Hence, any chemical rich in nitrogen can potentially trick the Kjeldahl or Dumas test. In the pet food scandal, nitrogen from melamine was indistinguishable from amino-acid nitrogen and contributed to the tally used to calculate the protein in the sample.
Several alternative, non-nitrogen-based protein tests exist, such as laboratory chromatography and ultraviolet spectrophotometry, but they are expensive and time-consuming and require extracting protein from food, a process that differs depending on the type of food. For rapidly analyzing food protein, “probably the best technique,” McClements says, is infrared spectroscopy, which relies on the peptide bonds in proteins absorbing infrared light in distinguishable ways. The method demands that each chemical to be screened first be run to calibrate the machine; if researchers are not looking for a particular chemical, they will not find it using infrared spectroscopy. The appearance of a nonprotein spike would indicate a possible contaminant in the sample that could then be identified through other tests.

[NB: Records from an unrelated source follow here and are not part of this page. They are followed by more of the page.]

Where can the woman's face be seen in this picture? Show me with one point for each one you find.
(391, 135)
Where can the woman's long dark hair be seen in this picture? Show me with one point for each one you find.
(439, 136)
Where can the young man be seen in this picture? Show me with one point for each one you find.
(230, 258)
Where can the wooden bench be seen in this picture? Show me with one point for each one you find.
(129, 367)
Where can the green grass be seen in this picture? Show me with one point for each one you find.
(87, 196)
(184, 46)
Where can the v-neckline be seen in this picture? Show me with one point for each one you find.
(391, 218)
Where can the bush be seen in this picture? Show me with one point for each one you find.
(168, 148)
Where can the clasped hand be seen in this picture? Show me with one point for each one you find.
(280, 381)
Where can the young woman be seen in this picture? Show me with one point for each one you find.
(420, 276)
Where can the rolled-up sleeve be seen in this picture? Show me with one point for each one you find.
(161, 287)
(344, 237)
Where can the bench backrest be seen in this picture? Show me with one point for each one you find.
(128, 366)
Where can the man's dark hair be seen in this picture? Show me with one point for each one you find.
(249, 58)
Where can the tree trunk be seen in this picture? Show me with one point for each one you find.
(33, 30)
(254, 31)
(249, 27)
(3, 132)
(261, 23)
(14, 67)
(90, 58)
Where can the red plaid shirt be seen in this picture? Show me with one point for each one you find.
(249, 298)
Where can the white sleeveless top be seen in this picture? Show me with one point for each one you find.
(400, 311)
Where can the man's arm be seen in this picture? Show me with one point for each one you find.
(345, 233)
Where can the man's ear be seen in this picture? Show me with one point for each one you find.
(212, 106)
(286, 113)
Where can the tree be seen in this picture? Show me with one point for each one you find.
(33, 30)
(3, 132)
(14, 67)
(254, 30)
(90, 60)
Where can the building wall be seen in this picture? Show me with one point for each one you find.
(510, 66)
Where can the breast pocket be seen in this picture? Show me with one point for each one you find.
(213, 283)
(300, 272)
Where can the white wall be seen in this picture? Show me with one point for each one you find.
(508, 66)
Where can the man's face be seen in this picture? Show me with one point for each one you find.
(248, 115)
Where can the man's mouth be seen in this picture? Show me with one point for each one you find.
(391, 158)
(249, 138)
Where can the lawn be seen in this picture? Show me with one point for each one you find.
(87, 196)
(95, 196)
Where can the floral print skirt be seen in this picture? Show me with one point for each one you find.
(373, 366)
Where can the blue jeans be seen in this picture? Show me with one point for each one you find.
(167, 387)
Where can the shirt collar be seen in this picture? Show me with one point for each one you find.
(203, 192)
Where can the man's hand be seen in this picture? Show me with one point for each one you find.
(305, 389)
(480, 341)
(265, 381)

The Canadian Grain Commission adopted near-infrared reflectance (NIR) technology, a type of infrared spectroscopy, for screening its grain supply some 30 years ago. Since then, the U.K., Australia, Russia and Argentina, among others, have also switched to NIR. More than 90 percent of wheat worldwide is screened with NIR, according to Phil Williams, a consultant at PDK Grain in British Columbia and an early adopter of the technology for use in the grain industry. In principle, NIR could measure protein in a variety of food types, including wheat gluten and rice protein concentrates.